The freedom from the smartphone manifests algorithmically too. Haruki Murakami said,
If you only read the books that everyone else is reading, you can only think what everyone else is thinking.
Now that everyone queries ChatGPT and TikTok for everything, and the boys do, reading any books constitutes a break for freedom. The filter bubble is ever more difficult to escape, particularly when the boys’ LLM dependency is combined with whatever their social media algorithms are showing them.
Reading broadly, choosing a range of diverse authors and topic, bursts these bubbles, freeing us from the tyranny of the algorithm and we have powerful discussions about intellectual independence and the reliability of information online. These are more key skills, not only for their future but for right now.
reading as power
It’s easy to forget that the reason why reading was controlled in the past, and is still controlled under some regimes today, is because people understand that books reveal a multiplicity of worlds. They show us the many different ways that a life can be caged or free. They offer us powerful access to knowledge, which can in turn expand our sense of agency. And once people have a sense of agency, almost anything seems possible.
– Enuma Okoro
There’s a reason repressive regimes come for books. They’re dangerous, places of freedom of thought and expression that need to be curtailed. Books are so powerful. Even now, democratic societies look to control what they say.

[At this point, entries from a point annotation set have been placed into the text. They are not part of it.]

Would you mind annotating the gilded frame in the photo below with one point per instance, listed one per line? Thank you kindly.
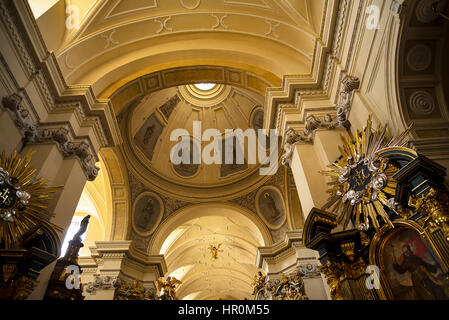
(378, 246)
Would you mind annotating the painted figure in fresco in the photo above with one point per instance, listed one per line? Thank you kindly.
(144, 219)
(426, 285)
(272, 205)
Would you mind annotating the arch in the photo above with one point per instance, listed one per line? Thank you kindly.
(201, 210)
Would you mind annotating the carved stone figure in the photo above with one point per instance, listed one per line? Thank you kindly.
(167, 288)
(290, 287)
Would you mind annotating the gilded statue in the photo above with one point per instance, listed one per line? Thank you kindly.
(434, 204)
(167, 288)
(259, 283)
(290, 287)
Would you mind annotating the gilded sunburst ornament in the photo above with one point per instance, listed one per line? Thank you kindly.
(362, 186)
(23, 199)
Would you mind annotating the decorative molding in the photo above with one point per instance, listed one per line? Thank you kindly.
(425, 12)
(419, 57)
(100, 283)
(43, 72)
(220, 21)
(34, 133)
(109, 39)
(190, 6)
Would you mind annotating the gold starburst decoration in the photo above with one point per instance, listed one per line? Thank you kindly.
(362, 187)
(23, 199)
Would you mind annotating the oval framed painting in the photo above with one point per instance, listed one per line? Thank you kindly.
(148, 210)
(270, 207)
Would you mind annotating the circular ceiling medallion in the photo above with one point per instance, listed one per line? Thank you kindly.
(422, 103)
(419, 58)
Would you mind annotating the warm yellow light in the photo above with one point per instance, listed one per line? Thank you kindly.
(205, 86)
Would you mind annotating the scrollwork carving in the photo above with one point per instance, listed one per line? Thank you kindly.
(290, 287)
(313, 123)
(34, 133)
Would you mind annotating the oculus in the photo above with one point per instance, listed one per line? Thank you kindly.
(270, 206)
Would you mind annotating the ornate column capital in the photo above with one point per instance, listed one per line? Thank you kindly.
(314, 122)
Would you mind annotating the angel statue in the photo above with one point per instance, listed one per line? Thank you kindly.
(167, 288)
(214, 251)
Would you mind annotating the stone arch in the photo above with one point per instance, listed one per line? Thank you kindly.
(186, 239)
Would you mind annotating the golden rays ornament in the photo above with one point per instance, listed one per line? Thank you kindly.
(362, 187)
(23, 199)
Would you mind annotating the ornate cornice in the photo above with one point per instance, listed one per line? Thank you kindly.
(34, 133)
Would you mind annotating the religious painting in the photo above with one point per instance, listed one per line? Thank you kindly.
(148, 135)
(270, 206)
(232, 147)
(412, 268)
(147, 213)
(187, 170)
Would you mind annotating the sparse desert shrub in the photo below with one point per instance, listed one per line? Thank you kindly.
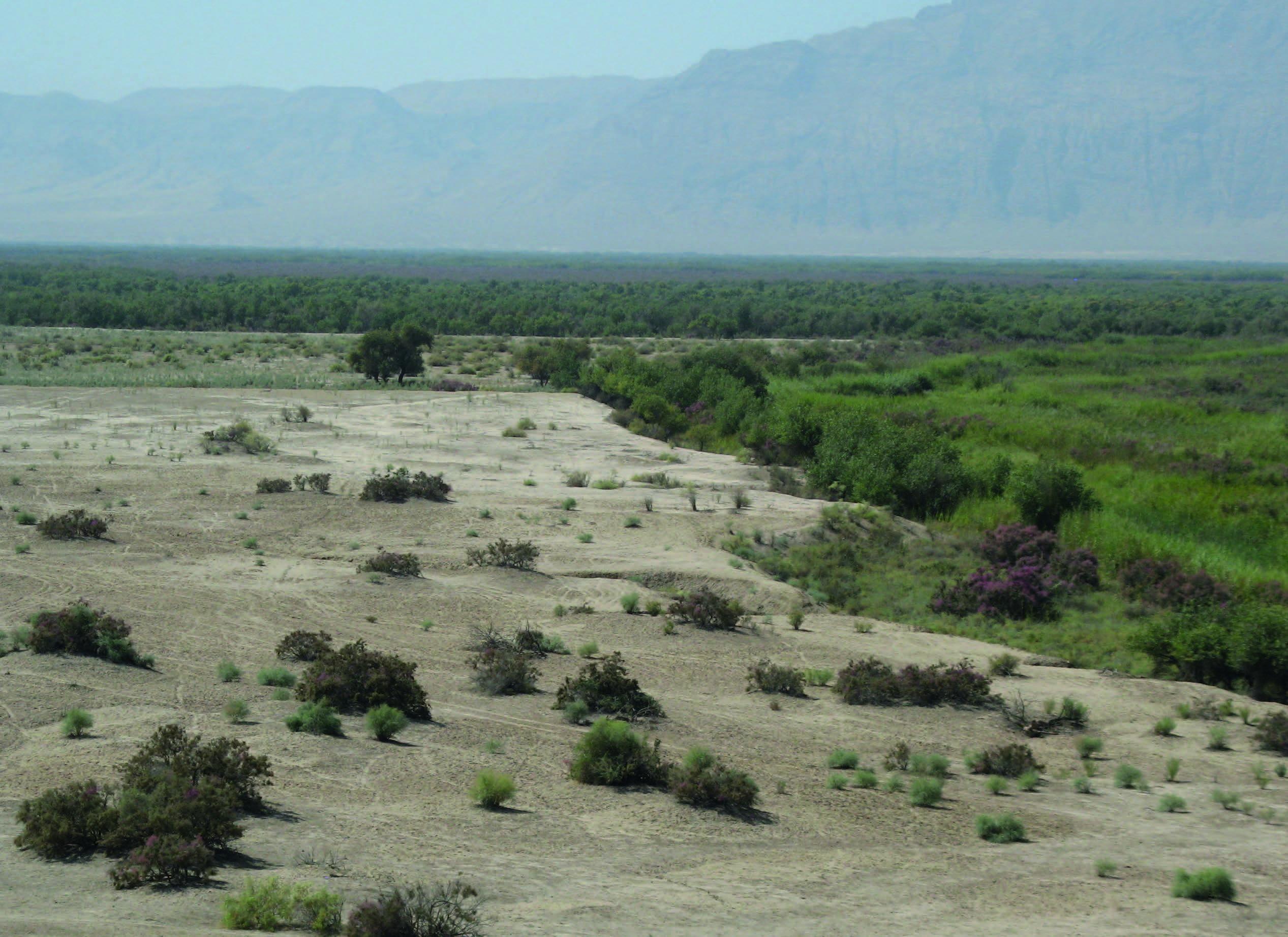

And it’s important that in the sessions, the boys have the power to say things, to ask questions, to give their opinions, even if they’re controversial or just wrong. We interrogate ideas, we make connections between words on the page and feelings in our chest. There are no marks or grades, they are free from assessment. They’re even free to not read the book but when I come back, we will discuss what that means too.
Each session has a set of learning outcomes and principles to guide us (I’ll outline these in a later post) but giving the boys agency over what we talk about is really important. The loose structure contrasts with their usual experience of books in the classroom and enables us to perhaps go deeper and broader with what we talk about. They leave with a markedly different way of thinking about books.
Throughout the sessions, the boys get to see that reading is about far more than just their academic metrics, although it definitely helps those. It’s about their freedom, their agency, and their personal growth. Reading is a route to wherever they want to go that doesn’t rely on anyone else but them. It’s a seductive message.
Towards the end of one session, I could tell one boy had his eyes on a book of Greek myths I’d brought with me. Afterwards, I asked him if he wanted to take it home. His eyes lit up.
I later heard from his teachers that that boy is now going to bed 30 minutes earlier each night to read about Greek gods and heroes. It all feels worthwhile when you hear a story like that.